The Center for American Progress is advocating that contracts be awarded based on compliance with labor laws and who pays fair and reasonable wages.
A new labor-related proposal has emerged that could add a new twist to discussions about federal labor policy. The Center for American Progress (CAP) has proposed that federal contract awards be based in part on compliance with labor-related statutes and the degree to which a company pays fair, reasonable wages and benefits.
The first element of the proposal will be addressed through contractor responsibility determinations, which, in the future, are to include information about corporate adherence to all laws from the new Federal Awardee Performance and Integrity Information System. However, serious concerns persist about how to establish a balanced, transparent and objective decision matrix for contracting officers to use when they evaluate the massive and varied information that will be in the database. That is a mammoth challenge that has yet to be adequately addressed, but such standards are essential if the concept is to work as intended.
The second portion of the center’s proposal is equally challenging. CAP cites a number of cases to illustrate its concern that some employees on government contracts are not paid fairly or are denied basic health benefits. Unfortunately, in making its case, CAP does not distinguish the differing nature and dynamics associated with its examples. Some involve purely commercial companies that sell commodities such as food and apparel to the government and which, from the government procurement perspective, are intentionally minimally regulated. Whether the government can or should regulate those industries is a huge question.
However, other examples involve contracts that are regulated under the Service Contract Act, and CAP sayid the companies in those examples are complying with the SCA. That is a critical distinction, because under the SCA, it is the government — not the company — that dictates the prevailing wages and benefits that must be paid. And the premise of the SCA is that these prevailing wages are, in fact, fair wages. In addition, measuring SCA violations is highly problematic because the complexity of the act leads to inadvertent mistakes that, in the end, are counted as violations of the law. To the extent that wages might be deemed inadequate or the SCA does not function as intended, the logical redress would be to focus on the Labor Department’s management and enforcement of the law and the wage determinations process it requires.
Further, although CAP makes what might be an appealing recommendation that companies be given a bidding advantage for offering wages above and beyond SCA rates, it is unrealistic and implausible because the vast majority of these contracts are awarded on a sealed bid, or low price/technically acceptable, basis. Clearly, the government should not support the unfair treatment of workers. But a one-size-fits-all solution rarely works, especially in federal procurement and when the solution fails to distinguish between different market segments and their different dynamics. In addition, CAP’s report explicitly states that one effect of the proposal could be the reduced reliance on federal contractors, thus raising the question of whether there is a broader agenda at work.

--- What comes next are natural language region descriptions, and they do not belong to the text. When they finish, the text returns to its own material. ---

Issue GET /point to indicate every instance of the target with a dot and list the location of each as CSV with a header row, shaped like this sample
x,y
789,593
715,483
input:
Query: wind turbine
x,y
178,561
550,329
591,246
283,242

It is also possible that CAP is seeking to open a federal debate over the living wage. In any case, the discussion can be an important and valuable one if it fully addresses the varied complexities and realities of the proposal, in addition to its real goals. And we must recognize that implementation is far more complex and nuanced than it might appear. Because this issue will not go away, now is the time to inject those elements into the discussion. A real discussion about the real issues and workable solutions can then begin.